Stacey Dooley campaigning with the organisation War on Want.
Stacey Dooley campaigning with the organisation War on Want, 2009.

In 2007, Stacey Dooley’s mother brought home a leaflet looking for participants in a new BBC show called Blood, Sweat and T-Shirts. The show would be exposing young people from different backgrounds to the realities of the fast fashion industry. It would show them the truth that goes into producing garments by taking them to an Indian sweatshop. Before being on the show, Stacey worked at Luton airport on a perfume counter, having finished school at 15 with no GCSE’s. She admitted that she would save her wages to spend money on clothes. Stacey’s participation in the show not only changed her outlook on the world, but also her career aspirations.

Stacey’s connection with the people she was meeting in India working in the sweatshops warmed audiences’ hearts. She was truly moved by what she had seen in India. For her twentieth birthday, she organised a campaign to raise money for the children she had met in the orphanages in India. Blood, Sweat and T-Shirts was being trailed extensively by the media. As a result, she was invited to an interview with Jeremy Paxman on Newsnight.  After the interview, she was contacted by the controller of BBC3. They commissioned her to do a two-part, 60-minute documentary on child labor. Her career as a journalist and documentary maker was beginning.

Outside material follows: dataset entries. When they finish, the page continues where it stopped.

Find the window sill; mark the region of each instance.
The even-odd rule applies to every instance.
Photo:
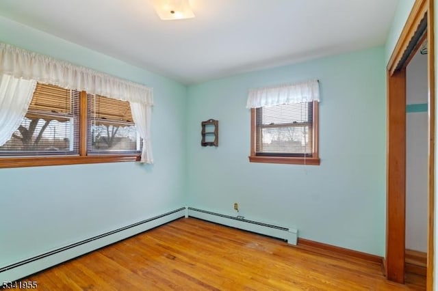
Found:
[[[95,164],[99,163],[133,162],[140,161],[140,155],[136,154],[116,156],[63,156],[0,158],[0,168]]]
[[[291,158],[286,156],[248,156],[250,163],[267,163],[271,164],[294,164],[320,165],[319,158]]]

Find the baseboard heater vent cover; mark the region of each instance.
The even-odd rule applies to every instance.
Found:
[[[198,218],[240,230],[281,238],[287,240],[287,243],[290,245],[296,245],[298,230],[295,228],[273,225],[272,224],[248,220],[244,218],[237,218],[236,217],[193,208],[192,207],[188,208],[188,214],[190,217]]]

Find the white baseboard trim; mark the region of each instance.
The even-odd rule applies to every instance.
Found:
[[[237,217],[231,217],[211,211],[193,208],[192,207],[188,207],[188,210],[190,217],[198,218],[232,227],[281,238],[287,240],[287,243],[290,245],[296,245],[298,230],[293,227],[274,225],[269,223],[245,219],[244,218],[237,218]]]
[[[183,217],[185,212],[185,208],[181,208],[9,266],[0,266],[0,282],[14,281],[24,278],[84,253]]]

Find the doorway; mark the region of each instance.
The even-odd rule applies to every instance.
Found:
[[[427,290],[433,286],[435,204],[435,32],[433,0],[417,0],[387,67],[387,240],[388,279],[404,282],[406,249],[407,66],[428,45]]]

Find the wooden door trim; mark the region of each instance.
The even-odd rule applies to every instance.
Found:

Since her first foray into television at the age of 19, Stacey has made over 50 documentaries. These documentaries cover a wide range of topics and issues, including the American prison system, child sexualization and exploitation, Yazidi Women, drug trafficking, and the fast fashion industry. She has taken on an ethnographic and empathetic approach in all the documentaries she has made. She forms real connections with the people to whom she is talking and limits her judgement to provide the fullest image possible on the subject matter for the viewer.

Stacey is an inspiration to girls all over the world who want to pursue careers in journalism or documentary making. Coming from humble beginnings in Luton, to The Greenhouse Media centre in Salford, her career has taken her on a global adventure. She has excelled in her career. In 2018, she won Strictly Come Dancing and published Stacey Dooley on the Frontline with the Women Who Fight Back.